= Stettinius v. United States =

US case law

Stettinius v. United States
Circuit Court, District of Columbia
November, 1839 Term
| Full case name: | Stettinius v. United States |
| Citations: | |
| Prior history: | Judgment for the Appellant, appeal from the United States District Court for the District of Columbia |
| Subsequent history: | |
Holding
Reversed conviction of Appellant for counterfeiting.
Court membership
| Circuit Judges William Cranch, Thruston |
Case opinions
| Majority by: William Cranch, for the Court |
Laws applied

Stettinius v. United States, 22 F. Cas. 1322 (C.C.D.C. 1839), was a decision of the United States Circuit Court of the District of Columbia that was handed down in November 1839. It reversed the conviction of a defendant for unlawfully passing paper currency because the indictment did not properly aver, and the verdict did not properly find that the notes he had allegedly passed were indeed paper currency.

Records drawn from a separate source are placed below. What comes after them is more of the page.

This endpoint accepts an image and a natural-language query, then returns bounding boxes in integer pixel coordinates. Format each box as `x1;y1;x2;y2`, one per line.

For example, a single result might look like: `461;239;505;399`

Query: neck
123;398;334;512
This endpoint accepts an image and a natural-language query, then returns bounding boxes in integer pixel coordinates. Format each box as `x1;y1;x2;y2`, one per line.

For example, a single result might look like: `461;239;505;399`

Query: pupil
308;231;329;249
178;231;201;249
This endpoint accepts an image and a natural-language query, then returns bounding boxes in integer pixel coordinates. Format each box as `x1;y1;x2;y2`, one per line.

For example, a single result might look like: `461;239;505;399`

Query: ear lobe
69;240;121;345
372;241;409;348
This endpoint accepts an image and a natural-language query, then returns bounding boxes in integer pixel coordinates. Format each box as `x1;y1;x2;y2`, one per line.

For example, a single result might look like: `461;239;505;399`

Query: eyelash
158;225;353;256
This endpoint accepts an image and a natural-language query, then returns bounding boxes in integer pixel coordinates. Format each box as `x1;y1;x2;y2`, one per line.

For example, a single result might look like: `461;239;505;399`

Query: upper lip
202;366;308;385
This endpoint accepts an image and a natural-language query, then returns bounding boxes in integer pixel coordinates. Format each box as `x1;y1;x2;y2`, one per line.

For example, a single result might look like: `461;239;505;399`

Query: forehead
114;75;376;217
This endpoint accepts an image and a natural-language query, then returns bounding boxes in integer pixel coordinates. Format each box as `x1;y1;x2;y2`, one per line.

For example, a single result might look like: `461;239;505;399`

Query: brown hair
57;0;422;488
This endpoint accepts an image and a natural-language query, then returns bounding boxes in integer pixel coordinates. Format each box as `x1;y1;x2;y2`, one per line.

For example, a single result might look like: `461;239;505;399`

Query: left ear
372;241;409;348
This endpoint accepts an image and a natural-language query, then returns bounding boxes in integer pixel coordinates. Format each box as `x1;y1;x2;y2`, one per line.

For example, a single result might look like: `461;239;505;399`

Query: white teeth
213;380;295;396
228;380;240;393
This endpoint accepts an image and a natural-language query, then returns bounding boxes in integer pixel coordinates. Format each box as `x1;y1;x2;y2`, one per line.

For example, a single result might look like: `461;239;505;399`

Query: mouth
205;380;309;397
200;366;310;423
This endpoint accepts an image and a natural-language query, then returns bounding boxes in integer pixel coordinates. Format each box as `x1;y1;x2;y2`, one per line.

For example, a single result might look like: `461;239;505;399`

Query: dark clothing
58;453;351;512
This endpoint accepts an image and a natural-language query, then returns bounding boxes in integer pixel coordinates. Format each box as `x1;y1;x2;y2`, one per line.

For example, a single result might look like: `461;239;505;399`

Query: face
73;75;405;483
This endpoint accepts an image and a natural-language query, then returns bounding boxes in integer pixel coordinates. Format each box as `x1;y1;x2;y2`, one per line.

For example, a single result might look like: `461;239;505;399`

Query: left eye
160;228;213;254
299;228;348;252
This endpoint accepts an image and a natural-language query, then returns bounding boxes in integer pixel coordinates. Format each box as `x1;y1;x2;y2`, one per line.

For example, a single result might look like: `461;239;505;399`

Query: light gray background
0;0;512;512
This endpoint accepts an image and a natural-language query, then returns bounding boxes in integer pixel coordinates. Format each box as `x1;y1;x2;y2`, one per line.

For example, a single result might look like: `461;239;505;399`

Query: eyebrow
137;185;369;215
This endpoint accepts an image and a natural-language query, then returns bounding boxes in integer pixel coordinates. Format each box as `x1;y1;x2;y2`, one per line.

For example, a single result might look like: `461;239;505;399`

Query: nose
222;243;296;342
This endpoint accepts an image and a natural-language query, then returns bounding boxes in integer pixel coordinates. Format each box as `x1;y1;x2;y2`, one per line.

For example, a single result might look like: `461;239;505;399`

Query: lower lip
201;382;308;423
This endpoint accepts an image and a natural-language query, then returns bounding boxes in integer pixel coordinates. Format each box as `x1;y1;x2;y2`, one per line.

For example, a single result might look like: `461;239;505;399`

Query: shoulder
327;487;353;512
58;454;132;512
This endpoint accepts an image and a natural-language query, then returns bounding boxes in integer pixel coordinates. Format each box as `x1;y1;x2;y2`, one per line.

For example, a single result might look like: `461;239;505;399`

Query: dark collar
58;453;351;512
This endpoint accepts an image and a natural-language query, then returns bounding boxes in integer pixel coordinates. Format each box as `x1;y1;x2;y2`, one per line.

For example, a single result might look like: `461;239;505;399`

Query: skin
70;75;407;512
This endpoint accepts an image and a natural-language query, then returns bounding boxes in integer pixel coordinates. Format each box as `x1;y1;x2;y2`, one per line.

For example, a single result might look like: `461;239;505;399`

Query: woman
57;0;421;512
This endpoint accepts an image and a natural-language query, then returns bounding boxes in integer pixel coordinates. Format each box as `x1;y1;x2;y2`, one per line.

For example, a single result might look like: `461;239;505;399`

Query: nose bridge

The defendant argued that he should be allowed to offer his construction of the law to the jury as an alternative to the trial court's interpretation. That prompted a detailed review by the Circuit Court of the law regarding jury nullification. The court concluded that while parties may argue a point of law to the jury before the court has ruled on it, they have no right to do so afterward.

US Attorney Francis Scott Key argued the case for the government.